Do I think this book is for everyone; No. That is a solid no. I think that only because I have spent years reading authors like Nabokov, Hemingway, Kerouac, Faulkner, and Woolf, that I am able to read this as a neutral reader, or unbiased to cultural directive.
I started Wide Sargasso Sea, by Jean Rhys, which I got at this wonderful little bookshop in Frankfort yesterday. I actually almost didn’t go, for fear of driving alone, but the need to see my best friend Sheila surpassed the fear of driving so far alone. I listened to some good music and ate a lot of junk food on the way, but I made it. We had breakfast at Cracker-barrel, talked about her book, and about life. She, Doug (her funny hubby), and I even got a free tarot reading from her gypsy daughter Devin. I am on love with her cats, Segar and Duchess. They are both fatties and so above it all, and I loved them instantly. It was a wonderful use of 8 hours in PTO. We were actually so engrossed in our time, that we forgot to take a picture together, I was upset about that. I did get a picture of Sheila by herself though. This will have to hold me over until I get to see her again in June, IN FLORIDA!!!

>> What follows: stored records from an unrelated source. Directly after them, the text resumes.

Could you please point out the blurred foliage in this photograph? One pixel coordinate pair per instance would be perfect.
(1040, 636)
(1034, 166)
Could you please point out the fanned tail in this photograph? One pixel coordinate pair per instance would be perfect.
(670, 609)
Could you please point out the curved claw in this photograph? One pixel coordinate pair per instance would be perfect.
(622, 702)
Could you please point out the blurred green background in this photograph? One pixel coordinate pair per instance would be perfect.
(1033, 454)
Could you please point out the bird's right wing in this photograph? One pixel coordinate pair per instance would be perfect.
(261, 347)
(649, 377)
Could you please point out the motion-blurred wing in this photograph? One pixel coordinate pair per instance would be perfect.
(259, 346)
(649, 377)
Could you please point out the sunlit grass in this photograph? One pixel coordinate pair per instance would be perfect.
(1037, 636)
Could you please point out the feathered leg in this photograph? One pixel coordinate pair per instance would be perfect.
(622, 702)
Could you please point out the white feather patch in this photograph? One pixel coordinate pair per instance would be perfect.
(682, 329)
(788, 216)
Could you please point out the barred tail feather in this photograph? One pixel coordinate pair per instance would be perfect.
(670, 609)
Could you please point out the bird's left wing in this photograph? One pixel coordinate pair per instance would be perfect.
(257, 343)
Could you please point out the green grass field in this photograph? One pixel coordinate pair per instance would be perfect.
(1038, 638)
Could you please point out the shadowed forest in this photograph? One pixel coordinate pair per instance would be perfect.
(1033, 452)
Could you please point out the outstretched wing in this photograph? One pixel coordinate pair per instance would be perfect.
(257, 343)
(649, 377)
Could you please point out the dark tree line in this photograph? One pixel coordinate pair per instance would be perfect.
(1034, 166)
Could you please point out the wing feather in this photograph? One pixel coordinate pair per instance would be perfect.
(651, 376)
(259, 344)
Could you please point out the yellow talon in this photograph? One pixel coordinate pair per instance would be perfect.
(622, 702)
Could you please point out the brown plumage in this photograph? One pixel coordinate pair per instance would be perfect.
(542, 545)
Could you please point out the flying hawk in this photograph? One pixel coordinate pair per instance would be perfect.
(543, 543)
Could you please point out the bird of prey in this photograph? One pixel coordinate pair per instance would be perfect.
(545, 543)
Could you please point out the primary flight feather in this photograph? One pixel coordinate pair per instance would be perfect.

After I left Sheila, I went to this wonderful little bookshop in downtown Frankfort, Poor Richards Books. If you are ever that way, you should stop by, and definitely visit the upper room. I spent a solid hour up there alone, and could have stayed more, if time allowed. You are invited up to the attic by a neatly painted set of steps that directs you to go up there and buy some old books. There are instructions for turning on the lights to the huge room, as well as to be very careful with the books. I felt like I was walking into the library of the Never-ending Story. It was simply fantastic and magical and I was so in love with that moment.
As adults with families and responsibilities, I think it is so important to take time, days, hours, minutes to ourselves; to do the things that make us happy. We may not be able to pursue our dreams, or the things that we want to pursue or deem important, but we can take time to be happy for a bit. I am trying to do this more. There are so many things that I want for myself, and dream about; things that I will never have, or at least not until I am older and my children are grown. This can be very depressing to think about, but until that day comes, I will continue to do little things like this, to remind myself that I can still be happy in this time of my life. Do what makes you happy.